I have a weird observation about my MCF7 cells. I splitted them on Wednesday and plated two 10-cm plate to carry, each having ~1 million cells. Today when I checked them under the microscrope, I found one plate is fine; in another plate, most of the cells were floating. Follows are how I splitted the cells on Wednesday: aspirated the old media, washed with 10-ml HBSS, added 1.1ml trypsin/EDTA to two plates of MCF-7 cells, after 10-min incubation added 8ml medium to each plate, pipette up and down several times, transferred all to a 50-ml tube, counting, mixed the desired amount with fresh medium to make 10-ml for each plate.

What might cause the floating of cells? I am wondering...

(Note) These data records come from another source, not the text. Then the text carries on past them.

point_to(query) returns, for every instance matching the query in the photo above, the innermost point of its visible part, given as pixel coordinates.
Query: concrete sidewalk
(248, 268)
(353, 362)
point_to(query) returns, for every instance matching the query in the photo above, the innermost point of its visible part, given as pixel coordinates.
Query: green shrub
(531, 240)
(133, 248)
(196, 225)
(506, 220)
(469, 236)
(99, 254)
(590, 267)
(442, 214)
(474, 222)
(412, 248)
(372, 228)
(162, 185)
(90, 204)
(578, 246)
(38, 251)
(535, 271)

Thanks to anyone who can give me some clue!

-wjchxl-

Contamionations maybe? Did medium looked turbid? Colored yellow?

-genehunter-1-

No. The medium looks normal. I guess I'll just toss away those cells. I still want to figure out why, so that the problem will not happen again.

QUOTE (genehunter-1 @ Aug 18 2006, 04:28 PM)
Contamionations maybe? Did medium looked turbid? Colored yellow?

-wjchxl-

may be faulty plate due to poor coating??

-Minnie Mouse-

Remove trypsin after incubation, then pour the medium. When you count the sample with cells, put the rest of cells back in incubator. Oc it does not answer your question... Sorry. What I know is that these cells secrete some factors and need strong cell-cell contacts to grow well.

-Smaragdas-

i had the same problem but with 293 A cells but i figured it happened to me when i left my cells for overgrowth over the weekend.